I didn't know / think of requesting "as much export as allowed". Our G99 was completed by the solar supplier and they've just approved the exact system designed (8kW) and not 1W more. The real pain is the approval is only valid for 90days, the lead time on manufacturing and supplying the exact dimension panels is longer than that! And we're months away from being able to measure up to place the order. Hence my now looking into 3phase as a less bureaucratic plan B. @JSHarris do you now have a battery storage or still in the planning stages? Is it AC or DC coupled? (To the existing invertor?) It's interesting it needs to be figured into the total export allowance. That's another good future proofing reason to go with 3ph. I'm actually wondering if a future 3ph battery storage could be used to optimize phases. Charge from or feed into each phase independently to minimize thr export on each one, via a shared DC battery store, dynamically rebalancing them. In lieu of that, ASHP, plant room (immersion element(s), washing machine), and perhaps the ovens and induction hob, would be candidates to shift to different phases. Ideally the ASHP could be 3ph but we only need 7kW so totally overkill.

So if fitting 3-phase inverter (and possibly batteries in future), presumably then the goal is to always split demand as evenly as possible across phases? For summer cooling, this could almost become a reason to use a 3ph ASHP on its own. I was hoping the balance of phases would be summed prior to metering, as stated here https://www.solarquotes.com.au/blog/3-phase-solar-what-you-need-to-know-about-connecting-solar-to-your-3-phase-supply/ (that's in Australia, but it was the only reference I could find) Hmmm.

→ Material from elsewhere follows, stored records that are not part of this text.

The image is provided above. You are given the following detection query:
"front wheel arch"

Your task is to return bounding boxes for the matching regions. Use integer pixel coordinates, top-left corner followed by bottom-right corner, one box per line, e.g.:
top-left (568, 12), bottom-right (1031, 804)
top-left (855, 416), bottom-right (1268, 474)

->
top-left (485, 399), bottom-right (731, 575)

Answering my own question! First. it turns out the cost estimate (with on site survey) was much faster than a G99 request. MUCH faster. Like, 3 days vs 12 weeks. Costs for moving existing vs new : a) moving existing single phase supply by 4 meters: aprx £1100 b) installing a new 3ph supply from the street (17m) and disconnecting the the old: £3900 Most of the costs in (b) is the fact they're digging up public carriageway (pavement only) so need permits, H&S, road signing, 3 crews, etc. Other interestingly tidbits: - we actually have a substation immediately on the boundary behind our house. The surveyor's plans didn't show how it was connected to the main supply out front so he ignored that for costing - the existing mains head could be moved to an "indoor" location because it's already indoors, and it's a renovation. For a rebuild, or for a brand new supply, the "new rules" kick in and the head+meter need to be outside the house. I now have to decide if the future proofing benefits of a 3ph supply justify that hefty upfront cost. (It also de-risks some other parts of the build, namely moving supplies around inside and solar connection, but the cost is too high for derisking alone). The fact we're going all-electric house does push us in favour of doing this. And enabling a 22kW car charger could be useful option in the future too.

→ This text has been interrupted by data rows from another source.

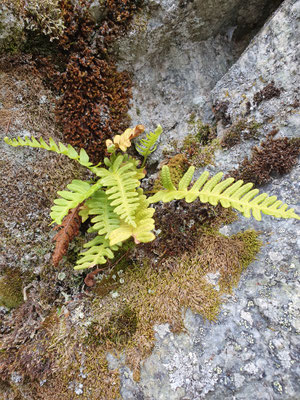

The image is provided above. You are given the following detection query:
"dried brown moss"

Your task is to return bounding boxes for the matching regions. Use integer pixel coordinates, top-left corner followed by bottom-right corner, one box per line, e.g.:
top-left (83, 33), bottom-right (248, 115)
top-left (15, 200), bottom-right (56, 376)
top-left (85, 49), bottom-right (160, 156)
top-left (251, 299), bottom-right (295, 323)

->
top-left (34, 0), bottom-right (140, 163)
top-left (253, 81), bottom-right (280, 106)
top-left (221, 119), bottom-right (261, 149)
top-left (228, 130), bottom-right (300, 185)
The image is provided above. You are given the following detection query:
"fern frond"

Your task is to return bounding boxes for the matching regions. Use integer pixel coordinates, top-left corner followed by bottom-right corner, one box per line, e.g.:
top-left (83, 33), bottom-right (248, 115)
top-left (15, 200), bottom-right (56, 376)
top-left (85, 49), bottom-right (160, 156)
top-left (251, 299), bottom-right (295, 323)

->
top-left (74, 236), bottom-right (118, 270)
top-left (85, 190), bottom-right (120, 239)
top-left (50, 179), bottom-right (101, 225)
top-left (135, 125), bottom-right (162, 166)
top-left (109, 189), bottom-right (155, 246)
top-left (4, 136), bottom-right (93, 168)
top-left (98, 155), bottom-right (140, 227)
top-left (52, 206), bottom-right (81, 267)
top-left (148, 165), bottom-right (300, 221)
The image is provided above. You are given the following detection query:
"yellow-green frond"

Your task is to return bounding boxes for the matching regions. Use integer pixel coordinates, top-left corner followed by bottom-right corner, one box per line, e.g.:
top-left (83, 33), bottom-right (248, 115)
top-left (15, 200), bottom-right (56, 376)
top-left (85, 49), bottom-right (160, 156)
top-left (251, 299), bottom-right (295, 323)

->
top-left (135, 125), bottom-right (162, 166)
top-left (50, 179), bottom-right (101, 225)
top-left (109, 189), bottom-right (155, 245)
top-left (148, 166), bottom-right (300, 221)
top-left (100, 155), bottom-right (140, 227)
top-left (74, 236), bottom-right (118, 270)
top-left (4, 136), bottom-right (93, 168)
top-left (85, 190), bottom-right (120, 239)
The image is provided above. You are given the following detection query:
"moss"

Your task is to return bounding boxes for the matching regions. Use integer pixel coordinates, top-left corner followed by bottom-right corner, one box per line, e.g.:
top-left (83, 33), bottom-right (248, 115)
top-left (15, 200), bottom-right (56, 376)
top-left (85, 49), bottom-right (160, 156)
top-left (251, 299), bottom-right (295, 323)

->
top-left (253, 81), bottom-right (281, 106)
top-left (0, 270), bottom-right (23, 308)
top-left (0, 226), bottom-right (260, 400)
top-left (221, 119), bottom-right (262, 149)
top-left (188, 113), bottom-right (216, 146)
top-left (228, 129), bottom-right (300, 185)
top-left (89, 304), bottom-right (137, 346)
top-left (0, 10), bottom-right (25, 55)
top-left (153, 154), bottom-right (190, 192)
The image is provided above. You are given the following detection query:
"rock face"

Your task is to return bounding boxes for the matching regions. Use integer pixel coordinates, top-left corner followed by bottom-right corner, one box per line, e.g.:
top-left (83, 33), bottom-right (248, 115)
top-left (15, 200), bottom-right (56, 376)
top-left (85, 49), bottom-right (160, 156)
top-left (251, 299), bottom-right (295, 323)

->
top-left (0, 0), bottom-right (300, 400)
top-left (118, 0), bottom-right (280, 159)
top-left (111, 0), bottom-right (300, 400)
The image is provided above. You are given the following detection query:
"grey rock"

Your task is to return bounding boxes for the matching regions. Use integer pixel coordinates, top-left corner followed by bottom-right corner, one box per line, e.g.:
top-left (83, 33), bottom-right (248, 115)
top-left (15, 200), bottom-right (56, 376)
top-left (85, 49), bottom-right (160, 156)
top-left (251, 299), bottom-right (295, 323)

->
top-left (116, 0), bottom-right (280, 160)
top-left (115, 0), bottom-right (300, 400)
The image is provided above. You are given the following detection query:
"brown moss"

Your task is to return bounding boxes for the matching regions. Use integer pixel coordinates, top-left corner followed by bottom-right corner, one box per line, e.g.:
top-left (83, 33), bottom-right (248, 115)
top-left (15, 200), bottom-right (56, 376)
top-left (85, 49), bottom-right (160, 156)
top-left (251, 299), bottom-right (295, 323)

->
top-left (1, 222), bottom-right (259, 400)
top-left (228, 130), bottom-right (300, 185)
top-left (253, 81), bottom-right (280, 106)
top-left (221, 119), bottom-right (261, 149)
top-left (152, 154), bottom-right (190, 192)
top-left (32, 0), bottom-right (144, 163)
top-left (143, 200), bottom-right (236, 270)
top-left (213, 101), bottom-right (231, 126)
top-left (0, 270), bottom-right (23, 308)
top-left (188, 113), bottom-right (216, 146)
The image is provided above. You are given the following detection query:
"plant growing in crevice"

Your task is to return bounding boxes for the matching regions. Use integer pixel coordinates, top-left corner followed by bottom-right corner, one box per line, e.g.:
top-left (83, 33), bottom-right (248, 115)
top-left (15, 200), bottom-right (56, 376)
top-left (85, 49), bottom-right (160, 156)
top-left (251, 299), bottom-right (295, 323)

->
top-left (4, 125), bottom-right (300, 270)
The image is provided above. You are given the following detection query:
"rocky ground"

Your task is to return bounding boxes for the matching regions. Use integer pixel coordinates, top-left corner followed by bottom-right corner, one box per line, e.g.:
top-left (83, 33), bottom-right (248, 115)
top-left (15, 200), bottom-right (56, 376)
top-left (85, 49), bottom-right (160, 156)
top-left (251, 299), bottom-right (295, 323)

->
top-left (0, 0), bottom-right (300, 400)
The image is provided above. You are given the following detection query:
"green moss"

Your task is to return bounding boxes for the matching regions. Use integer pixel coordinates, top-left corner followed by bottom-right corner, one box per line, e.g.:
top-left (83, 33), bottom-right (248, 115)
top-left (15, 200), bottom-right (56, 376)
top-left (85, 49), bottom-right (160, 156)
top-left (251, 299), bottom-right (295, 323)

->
top-left (153, 154), bottom-right (190, 192)
top-left (182, 135), bottom-right (220, 168)
top-left (89, 304), bottom-right (137, 346)
top-left (0, 270), bottom-right (23, 308)
top-left (188, 113), bottom-right (216, 146)
top-left (233, 229), bottom-right (262, 269)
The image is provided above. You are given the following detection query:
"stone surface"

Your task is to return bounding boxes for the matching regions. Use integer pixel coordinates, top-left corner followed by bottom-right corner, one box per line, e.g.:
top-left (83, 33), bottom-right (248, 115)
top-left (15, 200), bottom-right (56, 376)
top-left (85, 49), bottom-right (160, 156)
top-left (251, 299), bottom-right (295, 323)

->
top-left (117, 0), bottom-right (280, 159)
top-left (0, 0), bottom-right (300, 400)
top-left (113, 0), bottom-right (300, 400)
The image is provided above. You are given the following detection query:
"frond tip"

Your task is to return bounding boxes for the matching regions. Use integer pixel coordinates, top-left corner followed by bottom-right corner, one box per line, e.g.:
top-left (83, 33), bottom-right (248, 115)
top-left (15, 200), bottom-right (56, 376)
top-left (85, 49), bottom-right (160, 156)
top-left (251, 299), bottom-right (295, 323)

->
top-left (135, 125), bottom-right (162, 166)
top-left (4, 136), bottom-right (93, 168)
top-left (148, 165), bottom-right (300, 221)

Try this thread There's a few others on specific makes in the ASHP topic too https://forum.buildhub.org.uk/forum/119-air-source-heat-pumps-ashp/

It'll always be possible to charge from a single phase, it'll just never be as fast. If you only make one car trip per day or want to charge from self generated solar the option of a faster charge is probably not much interest anyway. The cost of upgrading a new install to it could be negligible, or could be considerable depending whether the nearest supply cable is 3 phase or not.